E’ parimenti inammissibile il presente ricorso in relazione alla posizione del M..

Ritiene in proposito il Collegio di dover preliminarmente rilevare la mancata ottemperanza da parte della società ricorrente all’onere di formulare il quesito di diritto ai sensi dell’art. 366 bis c.p.c., inserito nel codice di rito dal D.Lgs. 2 febbraio 2006, n. 40, art. 6, sanzionata espressamente con l’inammissibilità del ricorso.

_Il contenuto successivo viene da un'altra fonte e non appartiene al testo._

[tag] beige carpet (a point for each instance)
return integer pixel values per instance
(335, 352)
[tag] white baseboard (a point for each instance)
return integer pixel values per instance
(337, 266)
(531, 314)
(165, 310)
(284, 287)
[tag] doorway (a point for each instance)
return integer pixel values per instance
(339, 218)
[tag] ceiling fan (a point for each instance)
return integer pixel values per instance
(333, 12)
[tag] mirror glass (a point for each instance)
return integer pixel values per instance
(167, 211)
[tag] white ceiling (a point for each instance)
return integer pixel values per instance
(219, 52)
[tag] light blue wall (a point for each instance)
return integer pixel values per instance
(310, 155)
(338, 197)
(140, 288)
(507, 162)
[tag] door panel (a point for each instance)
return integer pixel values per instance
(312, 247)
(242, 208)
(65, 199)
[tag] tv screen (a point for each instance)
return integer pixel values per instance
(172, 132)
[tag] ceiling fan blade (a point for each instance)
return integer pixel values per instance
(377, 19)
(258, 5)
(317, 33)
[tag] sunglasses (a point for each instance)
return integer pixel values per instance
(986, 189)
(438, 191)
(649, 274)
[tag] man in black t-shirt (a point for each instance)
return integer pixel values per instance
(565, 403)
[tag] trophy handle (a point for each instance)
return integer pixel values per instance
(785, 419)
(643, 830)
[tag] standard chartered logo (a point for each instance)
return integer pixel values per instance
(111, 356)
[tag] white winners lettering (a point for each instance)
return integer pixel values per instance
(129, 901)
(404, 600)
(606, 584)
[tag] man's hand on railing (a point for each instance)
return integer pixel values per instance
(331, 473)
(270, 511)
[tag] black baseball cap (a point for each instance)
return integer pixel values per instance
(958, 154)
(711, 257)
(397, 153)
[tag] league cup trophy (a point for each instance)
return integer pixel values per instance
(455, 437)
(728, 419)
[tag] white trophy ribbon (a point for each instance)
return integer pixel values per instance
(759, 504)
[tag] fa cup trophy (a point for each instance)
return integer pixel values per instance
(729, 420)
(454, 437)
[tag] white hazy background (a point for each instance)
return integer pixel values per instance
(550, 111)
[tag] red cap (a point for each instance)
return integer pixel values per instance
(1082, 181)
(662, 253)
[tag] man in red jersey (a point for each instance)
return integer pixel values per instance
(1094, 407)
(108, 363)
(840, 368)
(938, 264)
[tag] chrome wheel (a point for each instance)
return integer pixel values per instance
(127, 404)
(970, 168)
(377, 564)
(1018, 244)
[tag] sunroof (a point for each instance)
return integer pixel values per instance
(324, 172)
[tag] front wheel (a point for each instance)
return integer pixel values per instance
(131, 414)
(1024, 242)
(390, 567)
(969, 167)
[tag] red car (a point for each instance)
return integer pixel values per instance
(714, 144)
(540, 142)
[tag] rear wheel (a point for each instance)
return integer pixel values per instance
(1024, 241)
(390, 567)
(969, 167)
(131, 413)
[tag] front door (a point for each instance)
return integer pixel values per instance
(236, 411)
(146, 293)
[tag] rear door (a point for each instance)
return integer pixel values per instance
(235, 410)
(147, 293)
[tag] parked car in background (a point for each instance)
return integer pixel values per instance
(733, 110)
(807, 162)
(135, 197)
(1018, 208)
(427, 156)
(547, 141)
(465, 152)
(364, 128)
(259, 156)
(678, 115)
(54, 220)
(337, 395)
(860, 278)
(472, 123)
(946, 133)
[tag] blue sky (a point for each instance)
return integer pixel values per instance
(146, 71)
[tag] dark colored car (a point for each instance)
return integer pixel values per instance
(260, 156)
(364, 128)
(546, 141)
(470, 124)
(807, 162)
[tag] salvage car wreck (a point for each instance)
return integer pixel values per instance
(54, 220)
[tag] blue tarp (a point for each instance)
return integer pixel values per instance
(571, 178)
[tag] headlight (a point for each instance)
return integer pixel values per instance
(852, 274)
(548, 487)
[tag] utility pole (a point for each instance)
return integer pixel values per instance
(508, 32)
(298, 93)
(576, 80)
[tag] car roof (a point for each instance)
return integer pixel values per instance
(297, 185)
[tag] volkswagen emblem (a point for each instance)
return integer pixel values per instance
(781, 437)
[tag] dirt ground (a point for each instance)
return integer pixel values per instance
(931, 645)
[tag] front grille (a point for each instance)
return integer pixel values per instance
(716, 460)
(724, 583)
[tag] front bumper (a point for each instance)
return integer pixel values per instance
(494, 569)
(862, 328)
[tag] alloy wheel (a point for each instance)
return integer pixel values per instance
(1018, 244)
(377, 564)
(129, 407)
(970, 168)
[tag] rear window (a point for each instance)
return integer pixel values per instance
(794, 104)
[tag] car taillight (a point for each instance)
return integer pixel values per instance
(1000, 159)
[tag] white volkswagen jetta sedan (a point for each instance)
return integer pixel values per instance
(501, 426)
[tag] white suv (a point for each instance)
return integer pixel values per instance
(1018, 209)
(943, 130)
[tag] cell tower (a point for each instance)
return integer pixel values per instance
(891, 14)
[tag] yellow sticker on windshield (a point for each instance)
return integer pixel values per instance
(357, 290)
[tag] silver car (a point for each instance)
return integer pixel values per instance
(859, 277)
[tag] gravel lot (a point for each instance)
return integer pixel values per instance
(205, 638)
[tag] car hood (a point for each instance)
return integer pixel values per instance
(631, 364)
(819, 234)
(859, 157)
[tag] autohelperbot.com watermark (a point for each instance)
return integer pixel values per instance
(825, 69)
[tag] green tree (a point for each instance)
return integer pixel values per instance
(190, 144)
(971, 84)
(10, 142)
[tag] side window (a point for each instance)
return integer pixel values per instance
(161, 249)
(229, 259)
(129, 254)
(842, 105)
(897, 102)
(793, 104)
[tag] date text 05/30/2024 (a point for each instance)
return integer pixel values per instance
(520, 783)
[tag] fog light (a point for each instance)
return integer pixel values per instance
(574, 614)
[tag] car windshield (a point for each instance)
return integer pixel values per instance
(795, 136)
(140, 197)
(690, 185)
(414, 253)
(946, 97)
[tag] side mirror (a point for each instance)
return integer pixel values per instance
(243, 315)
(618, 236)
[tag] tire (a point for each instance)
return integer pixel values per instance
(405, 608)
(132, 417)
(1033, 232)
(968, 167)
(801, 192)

In proposito rileva il Collegio che l’art. 27, il D.Lgs. in questione prevede che le disposizioni del capo 1 del suddetto decreto, ad eccezione di quelle contenute negli artt. 1 e 19, si applicano ai ricorsi per cassazione proposti avverso le sentenze pubblicate a decorrere dalla data di entrata in vigore di tale decreto; e pertanto la disposizione di cui all’art. 366 bis c.p.c., introdotta per come detto dall’art. 6 del decreto in questione, troverà applicazione nel caso di specie, versandosi in tema di ricorso per cassazione avverso sentenza pubblicata in data posteriore (decisione del 28.2.2006 depositata in cancelleria il 2.8.2006) alla data (2.3.2006) di entrata in vigore del decreto legislativo.

Va, pertanto, dichiarata la inammissibilità del ricorso proposto nei confronti dei M..

A tale pronuncia segue la condanna della ricorrente al pagamento nei confronti dei predetto delle spese di giudizio che si liquidano come da dispositivo.

P.Q.M.

La Corte dichiara inammissibile il ricorso; compensa le spese del giudizio fra la società ricorrente e S.A.; condanna la predetta ricorrente alla rifusione, nei confronti di M. A., delle spese dei presente giudizio di cassazione che liquida in Euro 40,00, oltre Euro 2.500,00 (duemilacinquecento) per onorari, oltre spese generali, IVA e CPA come per legge.

Così deciso in Roma, il 23 giugno 2011.